When in 1967 we finally arrive on the Centennial-washed streets of Toronto the name dropping gets going real good, but there is interesting information here, if it is true. Certainly, the illustrious folks therein studied, from Dennis Lee, David Godfrey, et al, the originators of the House of Anansi, to the ancillary types on the landscape: Jack McClelland, Leonard Cohen, Margaret Atwood, even George Woodcock, who, like many of the names, has only a secondhand treatment here and not an actual speaking part. One wonders when all these personages will be doing their own books, and how the sagas might well differ from this tome.
To give him his due, Mr. Fetherling has wound a narrative from his life which happens to involve a lot of Canadian publishing from the early days of the smalls. There is the inevitable Eastern bias (what else is new), though there is a short but entertaining side-trip to Vancouver at one point.
Overly sensitive as a young boy, with a pathological stutter, Fetherling comes to Canada in the Sixties and becomes a fixture of the literary arts community. A good read for me, but I lived in those times. It may be less interesting to a different reader, not familiar or antagonistic to that period. The thing that stands out to me is how Fetherling has completely shed his "Americaness" if I can use such a term.

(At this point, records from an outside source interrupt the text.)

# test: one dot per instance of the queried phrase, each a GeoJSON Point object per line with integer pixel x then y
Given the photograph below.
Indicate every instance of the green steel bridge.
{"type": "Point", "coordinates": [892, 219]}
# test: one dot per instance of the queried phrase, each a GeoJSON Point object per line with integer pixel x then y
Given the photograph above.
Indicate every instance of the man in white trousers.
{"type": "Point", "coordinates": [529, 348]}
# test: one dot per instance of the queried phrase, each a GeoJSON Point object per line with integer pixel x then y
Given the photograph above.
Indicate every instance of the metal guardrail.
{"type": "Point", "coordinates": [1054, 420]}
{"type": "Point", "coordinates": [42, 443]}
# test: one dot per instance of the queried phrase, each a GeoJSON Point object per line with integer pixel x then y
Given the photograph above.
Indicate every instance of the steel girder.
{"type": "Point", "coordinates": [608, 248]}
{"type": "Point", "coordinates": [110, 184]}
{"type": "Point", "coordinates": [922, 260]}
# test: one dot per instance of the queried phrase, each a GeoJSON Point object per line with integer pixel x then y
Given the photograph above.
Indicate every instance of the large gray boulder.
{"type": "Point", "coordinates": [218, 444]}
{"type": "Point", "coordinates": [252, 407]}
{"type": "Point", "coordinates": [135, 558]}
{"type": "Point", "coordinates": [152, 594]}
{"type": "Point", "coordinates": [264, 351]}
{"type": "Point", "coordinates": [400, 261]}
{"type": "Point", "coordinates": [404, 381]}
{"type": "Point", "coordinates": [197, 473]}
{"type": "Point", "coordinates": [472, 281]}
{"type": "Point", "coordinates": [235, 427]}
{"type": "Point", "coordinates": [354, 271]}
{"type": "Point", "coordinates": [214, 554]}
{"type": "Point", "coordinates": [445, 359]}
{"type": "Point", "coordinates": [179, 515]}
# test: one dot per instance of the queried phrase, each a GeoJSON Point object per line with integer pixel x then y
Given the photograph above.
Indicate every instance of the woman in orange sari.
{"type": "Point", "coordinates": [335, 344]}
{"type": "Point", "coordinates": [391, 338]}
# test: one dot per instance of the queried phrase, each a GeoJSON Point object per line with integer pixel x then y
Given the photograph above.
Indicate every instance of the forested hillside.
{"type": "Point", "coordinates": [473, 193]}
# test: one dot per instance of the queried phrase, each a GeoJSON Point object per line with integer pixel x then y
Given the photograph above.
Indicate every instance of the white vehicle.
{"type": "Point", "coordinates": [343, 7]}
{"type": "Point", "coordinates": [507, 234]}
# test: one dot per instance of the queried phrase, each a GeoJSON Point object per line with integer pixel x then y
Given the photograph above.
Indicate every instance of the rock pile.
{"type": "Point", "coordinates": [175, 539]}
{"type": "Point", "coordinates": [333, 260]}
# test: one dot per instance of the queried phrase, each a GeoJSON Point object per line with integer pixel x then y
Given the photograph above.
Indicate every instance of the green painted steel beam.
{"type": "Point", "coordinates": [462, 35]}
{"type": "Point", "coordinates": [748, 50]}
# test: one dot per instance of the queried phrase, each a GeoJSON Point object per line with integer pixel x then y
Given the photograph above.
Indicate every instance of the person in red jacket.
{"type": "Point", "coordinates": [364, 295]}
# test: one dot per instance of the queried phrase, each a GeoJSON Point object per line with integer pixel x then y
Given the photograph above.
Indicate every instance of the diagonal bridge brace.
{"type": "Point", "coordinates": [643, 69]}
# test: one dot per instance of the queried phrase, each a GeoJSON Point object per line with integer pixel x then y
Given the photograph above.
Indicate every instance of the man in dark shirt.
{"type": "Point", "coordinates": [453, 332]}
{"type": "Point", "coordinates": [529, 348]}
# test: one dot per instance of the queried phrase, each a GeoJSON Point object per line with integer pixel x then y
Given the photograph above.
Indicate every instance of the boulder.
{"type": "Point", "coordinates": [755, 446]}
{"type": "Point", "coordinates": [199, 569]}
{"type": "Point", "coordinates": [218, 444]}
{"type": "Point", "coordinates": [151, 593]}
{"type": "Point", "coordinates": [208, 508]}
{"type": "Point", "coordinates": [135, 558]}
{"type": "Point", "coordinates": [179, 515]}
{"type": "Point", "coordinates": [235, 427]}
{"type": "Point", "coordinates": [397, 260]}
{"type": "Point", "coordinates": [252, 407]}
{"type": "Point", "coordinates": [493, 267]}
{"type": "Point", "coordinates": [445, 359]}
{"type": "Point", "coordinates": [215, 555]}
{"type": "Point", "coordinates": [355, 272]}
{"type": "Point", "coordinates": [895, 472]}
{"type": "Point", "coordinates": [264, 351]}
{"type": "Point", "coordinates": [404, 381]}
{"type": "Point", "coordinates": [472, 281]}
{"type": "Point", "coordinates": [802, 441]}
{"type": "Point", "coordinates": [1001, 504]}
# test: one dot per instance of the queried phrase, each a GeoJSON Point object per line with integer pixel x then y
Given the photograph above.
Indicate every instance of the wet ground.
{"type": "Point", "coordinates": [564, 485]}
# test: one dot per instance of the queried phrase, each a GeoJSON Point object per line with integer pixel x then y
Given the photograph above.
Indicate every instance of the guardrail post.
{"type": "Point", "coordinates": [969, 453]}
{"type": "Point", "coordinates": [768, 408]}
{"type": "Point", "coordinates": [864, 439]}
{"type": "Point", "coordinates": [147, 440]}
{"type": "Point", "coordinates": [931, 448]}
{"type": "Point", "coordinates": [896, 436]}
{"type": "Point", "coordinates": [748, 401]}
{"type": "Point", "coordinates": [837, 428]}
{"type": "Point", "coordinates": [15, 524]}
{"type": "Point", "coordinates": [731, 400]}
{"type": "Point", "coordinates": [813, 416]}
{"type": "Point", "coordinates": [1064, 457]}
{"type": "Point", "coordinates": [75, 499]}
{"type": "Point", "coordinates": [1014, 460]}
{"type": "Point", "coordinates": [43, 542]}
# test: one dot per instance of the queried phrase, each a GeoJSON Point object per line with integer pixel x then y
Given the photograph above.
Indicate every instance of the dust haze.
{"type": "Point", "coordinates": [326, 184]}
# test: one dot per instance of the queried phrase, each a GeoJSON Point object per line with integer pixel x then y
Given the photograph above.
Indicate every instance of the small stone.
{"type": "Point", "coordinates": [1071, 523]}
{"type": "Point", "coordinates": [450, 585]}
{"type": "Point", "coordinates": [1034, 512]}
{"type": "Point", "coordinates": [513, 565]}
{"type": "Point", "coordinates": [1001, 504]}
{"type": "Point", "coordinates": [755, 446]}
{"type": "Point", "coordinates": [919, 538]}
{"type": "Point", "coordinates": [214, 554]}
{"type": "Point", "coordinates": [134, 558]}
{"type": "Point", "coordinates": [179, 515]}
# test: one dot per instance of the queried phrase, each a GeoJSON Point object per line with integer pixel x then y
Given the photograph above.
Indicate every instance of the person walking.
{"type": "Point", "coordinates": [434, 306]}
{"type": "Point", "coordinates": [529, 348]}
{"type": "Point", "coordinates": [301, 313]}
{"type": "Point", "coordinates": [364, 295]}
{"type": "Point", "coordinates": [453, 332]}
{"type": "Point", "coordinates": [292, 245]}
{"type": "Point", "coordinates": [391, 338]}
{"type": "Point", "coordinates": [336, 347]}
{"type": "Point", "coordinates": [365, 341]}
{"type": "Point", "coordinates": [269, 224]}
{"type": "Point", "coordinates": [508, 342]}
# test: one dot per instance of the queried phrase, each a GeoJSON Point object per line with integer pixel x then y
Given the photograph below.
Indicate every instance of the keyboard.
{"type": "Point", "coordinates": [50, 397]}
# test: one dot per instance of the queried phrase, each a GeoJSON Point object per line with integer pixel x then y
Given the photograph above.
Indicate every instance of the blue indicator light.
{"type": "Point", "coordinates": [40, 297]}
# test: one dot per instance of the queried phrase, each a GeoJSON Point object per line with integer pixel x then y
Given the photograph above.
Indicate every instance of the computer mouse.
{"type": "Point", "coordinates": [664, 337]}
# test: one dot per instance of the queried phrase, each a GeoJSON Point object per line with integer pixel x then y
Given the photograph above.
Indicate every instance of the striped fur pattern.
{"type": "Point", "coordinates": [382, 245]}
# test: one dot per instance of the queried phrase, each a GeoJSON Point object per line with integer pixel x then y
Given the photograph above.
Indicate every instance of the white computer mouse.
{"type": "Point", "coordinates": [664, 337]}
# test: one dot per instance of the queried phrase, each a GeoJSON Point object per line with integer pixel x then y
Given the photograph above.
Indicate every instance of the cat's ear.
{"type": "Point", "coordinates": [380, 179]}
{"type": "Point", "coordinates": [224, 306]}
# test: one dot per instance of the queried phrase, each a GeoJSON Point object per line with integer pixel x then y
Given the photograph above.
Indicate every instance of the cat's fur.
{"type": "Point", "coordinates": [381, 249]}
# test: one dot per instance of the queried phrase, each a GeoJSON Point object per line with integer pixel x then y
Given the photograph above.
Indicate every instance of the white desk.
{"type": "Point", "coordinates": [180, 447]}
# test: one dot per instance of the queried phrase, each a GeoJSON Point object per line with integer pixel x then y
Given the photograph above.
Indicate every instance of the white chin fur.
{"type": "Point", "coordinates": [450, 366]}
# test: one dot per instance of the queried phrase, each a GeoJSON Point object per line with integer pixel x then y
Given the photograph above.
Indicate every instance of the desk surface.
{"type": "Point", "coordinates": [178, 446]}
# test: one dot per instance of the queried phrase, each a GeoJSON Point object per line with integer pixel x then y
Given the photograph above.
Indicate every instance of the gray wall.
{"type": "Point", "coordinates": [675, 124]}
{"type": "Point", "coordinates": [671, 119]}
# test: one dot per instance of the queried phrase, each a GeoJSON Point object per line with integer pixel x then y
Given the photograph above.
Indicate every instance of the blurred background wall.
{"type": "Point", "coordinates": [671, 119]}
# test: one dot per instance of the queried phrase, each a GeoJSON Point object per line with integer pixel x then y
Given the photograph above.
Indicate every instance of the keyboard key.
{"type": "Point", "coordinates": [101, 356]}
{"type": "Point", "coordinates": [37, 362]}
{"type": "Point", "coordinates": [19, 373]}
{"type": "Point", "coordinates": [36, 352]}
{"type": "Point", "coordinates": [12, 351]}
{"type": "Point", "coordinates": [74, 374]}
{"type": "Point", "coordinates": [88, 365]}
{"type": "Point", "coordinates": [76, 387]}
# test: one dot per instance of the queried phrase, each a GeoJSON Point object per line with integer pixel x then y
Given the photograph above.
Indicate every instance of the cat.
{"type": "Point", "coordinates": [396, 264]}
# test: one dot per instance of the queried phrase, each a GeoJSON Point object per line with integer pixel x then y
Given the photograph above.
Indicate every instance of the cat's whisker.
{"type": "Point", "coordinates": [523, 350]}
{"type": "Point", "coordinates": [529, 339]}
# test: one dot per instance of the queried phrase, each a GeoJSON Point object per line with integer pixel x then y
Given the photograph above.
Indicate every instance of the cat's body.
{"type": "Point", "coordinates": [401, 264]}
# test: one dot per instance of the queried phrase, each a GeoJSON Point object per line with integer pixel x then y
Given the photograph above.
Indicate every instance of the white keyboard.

He doesn't pine for his American roots, or constantly angst about missing his home as almost all Americans tend to do. He has actually found a way, it seems to embrace the Canadian identity, perhaps better than most natural Canucks...at least from the content of his book. ...a remarkable accomplishment in my view.
a fascinating memoir of the 60s with most of the warts. Curiously it scandalized the publishing industry and was hard to get published, although GF goes out of his way not to say offensive things about friends and acquaintances.